Wang Xiaosong has always worked in the traditional medium of oil on canvas, although through continuous practice, he has broken the visual definition of the inherent rectangular outer frame or other geometric boundaries in traditional painting to create his innovative “multidimensional paintings” concept. “Multidimensional paintings” aim to explore the curves and wrinkles within artistic expression. Wang extends the lines, colours, composition, texture, and other variables in flat painting to a multi-dimensional level. By using a large-scale monochrome paved, concave and convex surface, he strives to explore the relationship between forms and variables in a curved space. His thought-provoking work conveys a life and soul beyond its material form, using curved shapes as a metaphor for the anxiety, spiritual dilemmas, and variability of human nature.
Chen Yufan takes his inspiration from Daoism and Zen Buddhism, as seen in his unique meditative process where he repeatedly arranges dots, lines, and pure colours. Chen’s work revolves around the optical structure and the force of intent; his unique artistic expression is grounded in both the assembly and dispersion of objects and space. Through surfaces composed of dots and lines as well as spaces constructed by surfaces and objects, a trace of time is unleashed when these elements overlay one another. The dialogue between the artist and his mediums becomes a significant subject, resembling that of an internal meditation, and is also a form of performance art rooted in concepts. In this exhibition, Chen’s work explores new possibilities in painting, as he goes beyond two-dimensional painting to create three-dimensional works. He has been experimenting with how to form visually integrated and interconnected relations among the forms, contents, and concepts of artworks.
Ren’s art is easily recognisable because of a very special medium he uses: beeswax. His understanding of bee psychology and nature helps him in his creative process. His sculptures represent the truth of how humans interact with nature, which involves harmony, destruction, molding, and interference. The results can be unpredictable, sometimes volatile, but sometimes wondrous. Ren’s first series, Yuansu I: Geometric Series (2008), incorporates several beeswax maps. In Yuansu II, the queen was put in the middle of the box, while the other bees started building around her. Every seven days, a reference to the seven days of creation, Ren randomly changed the position of the box by rolling dice to create the shape of the sculpture. As for Yuansu III, it is a performance that shows the relationship between humans and bees. Ren Ri presented himself as a surface, pushing bees onto his face and experiencing a great number of stings.

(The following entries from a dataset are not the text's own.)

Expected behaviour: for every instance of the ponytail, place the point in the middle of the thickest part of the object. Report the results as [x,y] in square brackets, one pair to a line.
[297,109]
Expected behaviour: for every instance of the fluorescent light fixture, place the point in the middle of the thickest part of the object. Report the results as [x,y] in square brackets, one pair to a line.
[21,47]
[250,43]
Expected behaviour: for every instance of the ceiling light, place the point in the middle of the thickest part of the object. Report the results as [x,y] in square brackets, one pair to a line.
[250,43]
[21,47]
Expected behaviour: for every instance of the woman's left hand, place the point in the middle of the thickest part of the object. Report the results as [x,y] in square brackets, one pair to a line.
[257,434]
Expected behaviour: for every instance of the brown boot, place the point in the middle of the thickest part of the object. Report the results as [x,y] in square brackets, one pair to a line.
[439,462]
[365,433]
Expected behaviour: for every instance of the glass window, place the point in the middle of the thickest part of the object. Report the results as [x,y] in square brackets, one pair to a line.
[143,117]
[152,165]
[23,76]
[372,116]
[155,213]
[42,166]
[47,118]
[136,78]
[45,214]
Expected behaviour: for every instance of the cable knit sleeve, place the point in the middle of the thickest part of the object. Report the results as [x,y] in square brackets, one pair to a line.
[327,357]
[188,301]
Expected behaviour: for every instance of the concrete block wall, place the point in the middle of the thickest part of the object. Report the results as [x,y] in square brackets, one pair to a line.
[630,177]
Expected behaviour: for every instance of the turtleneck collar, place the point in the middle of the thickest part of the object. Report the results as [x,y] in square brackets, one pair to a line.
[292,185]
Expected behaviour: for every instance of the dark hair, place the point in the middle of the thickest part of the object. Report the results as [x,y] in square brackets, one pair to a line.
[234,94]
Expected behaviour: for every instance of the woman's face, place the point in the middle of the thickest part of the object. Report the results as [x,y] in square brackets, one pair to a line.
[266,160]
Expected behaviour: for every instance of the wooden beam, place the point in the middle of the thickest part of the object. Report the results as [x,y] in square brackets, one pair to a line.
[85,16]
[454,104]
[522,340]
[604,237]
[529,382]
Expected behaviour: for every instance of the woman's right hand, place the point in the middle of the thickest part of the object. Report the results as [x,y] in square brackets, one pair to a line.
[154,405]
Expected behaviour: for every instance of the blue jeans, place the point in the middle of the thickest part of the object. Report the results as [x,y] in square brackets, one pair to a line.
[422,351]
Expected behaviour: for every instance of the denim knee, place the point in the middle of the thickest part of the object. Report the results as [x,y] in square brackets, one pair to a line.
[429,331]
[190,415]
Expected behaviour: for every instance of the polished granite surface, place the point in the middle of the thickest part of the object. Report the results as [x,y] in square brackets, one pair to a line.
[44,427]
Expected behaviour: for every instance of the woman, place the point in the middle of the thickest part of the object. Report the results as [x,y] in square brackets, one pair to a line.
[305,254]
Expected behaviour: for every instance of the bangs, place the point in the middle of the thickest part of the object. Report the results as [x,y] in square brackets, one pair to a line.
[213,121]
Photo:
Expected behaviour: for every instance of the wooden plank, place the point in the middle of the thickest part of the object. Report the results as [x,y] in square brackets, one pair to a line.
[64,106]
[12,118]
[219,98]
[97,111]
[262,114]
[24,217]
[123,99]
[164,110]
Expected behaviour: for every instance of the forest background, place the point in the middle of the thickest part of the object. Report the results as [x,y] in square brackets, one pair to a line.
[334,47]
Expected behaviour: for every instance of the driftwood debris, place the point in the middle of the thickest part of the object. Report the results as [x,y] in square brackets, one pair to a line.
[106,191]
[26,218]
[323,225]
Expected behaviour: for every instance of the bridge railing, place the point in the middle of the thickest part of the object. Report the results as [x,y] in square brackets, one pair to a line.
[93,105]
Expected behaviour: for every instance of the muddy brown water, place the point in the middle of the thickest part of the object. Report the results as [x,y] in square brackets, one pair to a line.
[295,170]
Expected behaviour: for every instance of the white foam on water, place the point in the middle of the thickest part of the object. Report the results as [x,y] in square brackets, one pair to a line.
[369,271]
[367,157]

Zhu Peihong focuses on the dots, lines, and colour patches that flash on his canvas in the process of creation as well as the traces left behind due to their convergence and dissolution. The brushstrokes overlap and cover each other, and the paint slowly and repeatedly drips and spreads, solidifies, and stops, until these fragmented traces, reaching an internal order, organically connect with each other and construct the conscious cyberspace perceived by the artist’s mind. From Zhu Peihong’s point of view, the consciousness of all living things within the universe are linked to form a network of consciousness. When he engages in his creative process, the conscious energies resonate with the colours in the painting and guide the movement from line to line. These lines on the canvas form a pathway that multiplies and goes on different moving trajectories. Sometimes they gather and sometimes they dissipate, which ultimately achieves a kind of inner order, nature and balance.